Evaluation of Stress Distribution in Titanium and Magnesium Mini Plates for Mandibular Fracture Fixation Across Varying Thicknesses and Fracture Orientations in Dental Applications
Abstract
This study evaluates the stress distribution in titanium and magnesium mini plates used for mandibular fracture fixation, focusing on the impact of plate thickness and fracture orientation. Using finite element analysis, we assessed the stress levels at three thicknesses (1.25 mm, 1.5 mm, and 2.0 mm) of mini plates across favorable and unfavorable fractures. For titanium plates, the maximum stress observed was 49.81 MPa at 1.25 mm thickness in vertical fractures, decreasing to 34.87 MPa at 1.5 mm but increasing to 38.36 MPa at 2.0 mm. In contrast, magnesium plates showed maximum stress of 37.94 MPa at 1.25 mm, with a notable decrease to 30.15 MPa at 1.5 mm, ultimately reducing to 26.53 MPa at 2.0 mm. Results indicate that magnesium plates maintain lower stress levels across thicknesses, which is particularly advantageous in favorable fractures, with stress levels of 30.65 MPa and 28.07 MPa at 1.25 mm and 1.5 mm, respectively. In unfavorable fractures, magnesium plates also exhibited lower stress than titanium plates, reinforcing their suitability for patients with lower bone density.
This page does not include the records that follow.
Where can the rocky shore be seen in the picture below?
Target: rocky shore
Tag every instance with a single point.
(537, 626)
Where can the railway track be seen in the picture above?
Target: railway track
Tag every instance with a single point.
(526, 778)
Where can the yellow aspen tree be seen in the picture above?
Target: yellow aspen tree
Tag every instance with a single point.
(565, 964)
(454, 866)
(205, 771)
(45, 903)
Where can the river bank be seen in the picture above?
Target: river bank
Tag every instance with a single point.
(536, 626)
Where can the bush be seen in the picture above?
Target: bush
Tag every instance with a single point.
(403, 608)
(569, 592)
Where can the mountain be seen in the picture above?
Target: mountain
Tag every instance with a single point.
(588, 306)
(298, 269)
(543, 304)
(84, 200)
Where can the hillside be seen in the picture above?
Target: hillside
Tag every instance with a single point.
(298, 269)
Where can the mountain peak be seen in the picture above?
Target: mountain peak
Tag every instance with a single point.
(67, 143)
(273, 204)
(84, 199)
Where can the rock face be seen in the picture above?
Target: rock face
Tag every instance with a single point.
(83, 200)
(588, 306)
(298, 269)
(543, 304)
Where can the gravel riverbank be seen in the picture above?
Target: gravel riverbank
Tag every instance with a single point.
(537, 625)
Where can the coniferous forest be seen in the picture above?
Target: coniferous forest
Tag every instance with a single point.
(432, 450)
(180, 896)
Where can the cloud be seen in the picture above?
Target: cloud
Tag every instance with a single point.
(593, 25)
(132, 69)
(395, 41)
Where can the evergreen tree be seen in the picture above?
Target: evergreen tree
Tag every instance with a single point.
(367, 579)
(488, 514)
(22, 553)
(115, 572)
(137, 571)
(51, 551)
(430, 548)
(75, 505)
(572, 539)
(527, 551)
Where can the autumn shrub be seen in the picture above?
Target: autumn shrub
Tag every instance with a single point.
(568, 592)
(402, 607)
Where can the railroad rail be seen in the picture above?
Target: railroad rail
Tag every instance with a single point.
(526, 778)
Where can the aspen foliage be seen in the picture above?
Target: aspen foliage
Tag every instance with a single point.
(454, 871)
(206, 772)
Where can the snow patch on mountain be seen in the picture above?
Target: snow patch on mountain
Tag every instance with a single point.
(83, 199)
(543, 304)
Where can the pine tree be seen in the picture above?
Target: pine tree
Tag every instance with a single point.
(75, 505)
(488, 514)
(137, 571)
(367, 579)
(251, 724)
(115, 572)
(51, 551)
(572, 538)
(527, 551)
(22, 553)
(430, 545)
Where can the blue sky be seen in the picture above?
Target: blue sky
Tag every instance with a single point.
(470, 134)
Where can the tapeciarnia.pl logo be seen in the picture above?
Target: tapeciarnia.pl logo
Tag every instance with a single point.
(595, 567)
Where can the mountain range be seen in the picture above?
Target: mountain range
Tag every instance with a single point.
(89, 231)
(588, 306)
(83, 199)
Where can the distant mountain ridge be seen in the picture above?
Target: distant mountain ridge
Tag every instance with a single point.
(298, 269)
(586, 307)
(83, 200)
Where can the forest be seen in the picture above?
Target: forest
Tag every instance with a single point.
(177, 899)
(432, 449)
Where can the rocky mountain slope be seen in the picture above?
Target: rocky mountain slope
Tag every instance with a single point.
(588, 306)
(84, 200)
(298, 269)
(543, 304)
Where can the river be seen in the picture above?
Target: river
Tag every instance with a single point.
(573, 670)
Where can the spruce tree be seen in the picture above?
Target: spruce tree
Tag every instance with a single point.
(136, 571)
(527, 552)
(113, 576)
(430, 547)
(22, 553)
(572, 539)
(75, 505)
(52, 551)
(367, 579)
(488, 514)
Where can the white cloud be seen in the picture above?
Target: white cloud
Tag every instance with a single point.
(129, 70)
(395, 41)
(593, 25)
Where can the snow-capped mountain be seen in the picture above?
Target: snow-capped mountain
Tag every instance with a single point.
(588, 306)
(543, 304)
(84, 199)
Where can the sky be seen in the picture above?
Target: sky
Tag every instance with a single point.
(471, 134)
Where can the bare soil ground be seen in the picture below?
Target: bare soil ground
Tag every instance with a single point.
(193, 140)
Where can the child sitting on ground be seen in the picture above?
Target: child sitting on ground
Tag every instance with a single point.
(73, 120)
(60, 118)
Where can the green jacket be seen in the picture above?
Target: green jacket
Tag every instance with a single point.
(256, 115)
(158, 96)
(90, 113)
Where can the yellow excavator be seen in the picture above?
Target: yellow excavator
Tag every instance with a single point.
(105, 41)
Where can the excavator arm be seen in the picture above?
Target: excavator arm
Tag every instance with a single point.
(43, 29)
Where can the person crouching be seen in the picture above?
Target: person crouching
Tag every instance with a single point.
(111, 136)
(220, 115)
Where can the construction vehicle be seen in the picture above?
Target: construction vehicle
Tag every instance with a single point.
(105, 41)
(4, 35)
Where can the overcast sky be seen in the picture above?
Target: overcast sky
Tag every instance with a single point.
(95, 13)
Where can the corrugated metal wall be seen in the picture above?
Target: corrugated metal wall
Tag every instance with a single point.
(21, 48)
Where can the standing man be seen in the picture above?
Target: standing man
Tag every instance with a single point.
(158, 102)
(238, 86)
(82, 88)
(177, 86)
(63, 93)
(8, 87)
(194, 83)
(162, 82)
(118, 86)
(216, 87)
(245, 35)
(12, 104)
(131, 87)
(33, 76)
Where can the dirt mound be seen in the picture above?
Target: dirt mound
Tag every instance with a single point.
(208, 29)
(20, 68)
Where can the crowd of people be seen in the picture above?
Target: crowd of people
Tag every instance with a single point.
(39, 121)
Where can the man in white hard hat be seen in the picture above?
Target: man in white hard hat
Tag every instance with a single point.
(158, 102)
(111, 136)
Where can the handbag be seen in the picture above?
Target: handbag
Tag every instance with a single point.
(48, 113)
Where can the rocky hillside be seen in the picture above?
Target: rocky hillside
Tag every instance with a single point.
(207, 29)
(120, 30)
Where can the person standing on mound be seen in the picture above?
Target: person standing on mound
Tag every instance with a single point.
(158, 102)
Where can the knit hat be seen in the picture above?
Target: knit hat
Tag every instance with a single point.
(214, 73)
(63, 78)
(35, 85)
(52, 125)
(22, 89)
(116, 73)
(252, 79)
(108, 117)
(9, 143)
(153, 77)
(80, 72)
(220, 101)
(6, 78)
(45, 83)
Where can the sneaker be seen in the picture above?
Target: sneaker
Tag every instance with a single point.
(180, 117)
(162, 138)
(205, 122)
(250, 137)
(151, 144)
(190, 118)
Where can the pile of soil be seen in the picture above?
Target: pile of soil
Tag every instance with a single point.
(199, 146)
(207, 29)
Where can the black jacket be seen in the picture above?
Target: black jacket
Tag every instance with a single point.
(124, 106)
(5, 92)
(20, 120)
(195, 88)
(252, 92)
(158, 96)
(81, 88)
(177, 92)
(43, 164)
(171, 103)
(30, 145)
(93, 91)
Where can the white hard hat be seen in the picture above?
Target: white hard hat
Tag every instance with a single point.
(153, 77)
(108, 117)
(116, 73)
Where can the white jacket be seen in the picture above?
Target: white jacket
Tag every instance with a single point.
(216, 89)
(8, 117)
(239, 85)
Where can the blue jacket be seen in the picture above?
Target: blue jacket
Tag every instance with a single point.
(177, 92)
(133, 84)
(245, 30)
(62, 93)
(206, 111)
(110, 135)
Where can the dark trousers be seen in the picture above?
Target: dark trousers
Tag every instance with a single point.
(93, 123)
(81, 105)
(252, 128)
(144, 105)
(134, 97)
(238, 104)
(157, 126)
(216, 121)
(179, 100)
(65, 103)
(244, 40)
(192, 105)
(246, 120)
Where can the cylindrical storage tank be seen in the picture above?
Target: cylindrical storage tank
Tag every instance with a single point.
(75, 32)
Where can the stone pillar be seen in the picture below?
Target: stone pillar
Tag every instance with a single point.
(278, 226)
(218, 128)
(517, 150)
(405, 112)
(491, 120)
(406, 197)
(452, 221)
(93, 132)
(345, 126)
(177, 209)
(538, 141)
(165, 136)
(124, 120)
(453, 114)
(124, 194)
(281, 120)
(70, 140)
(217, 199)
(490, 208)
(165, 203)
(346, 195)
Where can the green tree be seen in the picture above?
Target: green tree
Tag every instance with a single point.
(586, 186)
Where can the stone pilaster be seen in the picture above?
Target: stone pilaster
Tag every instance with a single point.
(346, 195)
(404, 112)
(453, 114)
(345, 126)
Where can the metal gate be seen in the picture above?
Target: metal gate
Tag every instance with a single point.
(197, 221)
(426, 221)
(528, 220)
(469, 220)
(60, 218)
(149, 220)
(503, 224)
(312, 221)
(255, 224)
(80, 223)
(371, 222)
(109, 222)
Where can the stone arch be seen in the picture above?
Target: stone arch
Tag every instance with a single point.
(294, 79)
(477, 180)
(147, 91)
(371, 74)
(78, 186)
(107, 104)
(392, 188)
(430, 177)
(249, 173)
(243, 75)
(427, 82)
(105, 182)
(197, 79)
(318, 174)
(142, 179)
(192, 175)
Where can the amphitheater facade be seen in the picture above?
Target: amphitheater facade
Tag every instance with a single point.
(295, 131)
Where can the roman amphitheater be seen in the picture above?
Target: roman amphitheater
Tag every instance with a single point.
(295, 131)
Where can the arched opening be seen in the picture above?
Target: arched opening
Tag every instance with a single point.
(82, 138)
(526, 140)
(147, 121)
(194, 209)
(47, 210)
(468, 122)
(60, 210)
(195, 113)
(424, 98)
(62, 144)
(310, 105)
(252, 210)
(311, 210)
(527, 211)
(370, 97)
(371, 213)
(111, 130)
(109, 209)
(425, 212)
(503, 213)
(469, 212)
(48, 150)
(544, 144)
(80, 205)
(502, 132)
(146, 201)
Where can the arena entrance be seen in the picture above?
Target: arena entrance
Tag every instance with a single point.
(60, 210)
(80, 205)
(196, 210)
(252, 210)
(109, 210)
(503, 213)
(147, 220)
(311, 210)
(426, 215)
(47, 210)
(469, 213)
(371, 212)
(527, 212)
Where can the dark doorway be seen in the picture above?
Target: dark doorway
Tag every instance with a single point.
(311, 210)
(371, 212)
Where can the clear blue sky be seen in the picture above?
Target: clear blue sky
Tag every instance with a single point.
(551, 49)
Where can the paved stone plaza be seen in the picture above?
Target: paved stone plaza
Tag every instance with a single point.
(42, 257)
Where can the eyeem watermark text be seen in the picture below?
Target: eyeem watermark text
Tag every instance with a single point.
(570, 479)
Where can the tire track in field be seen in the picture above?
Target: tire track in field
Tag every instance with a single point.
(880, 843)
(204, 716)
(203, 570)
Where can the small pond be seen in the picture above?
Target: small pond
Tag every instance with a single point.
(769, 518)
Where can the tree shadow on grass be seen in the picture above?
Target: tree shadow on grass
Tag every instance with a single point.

These findings highlight the importance of selecting appropriate materials and thicknesses based on specific fracture characteristics. Magnesium plates may provide a more stable mechanical environment, whereas titanium plates are preferred in scenarios that require higher mechanical strength. This study offers critical insights for optimizing surgical outcomes in mandibular fracture treatments, suggesting further research into the long-term clinical implications of both materials.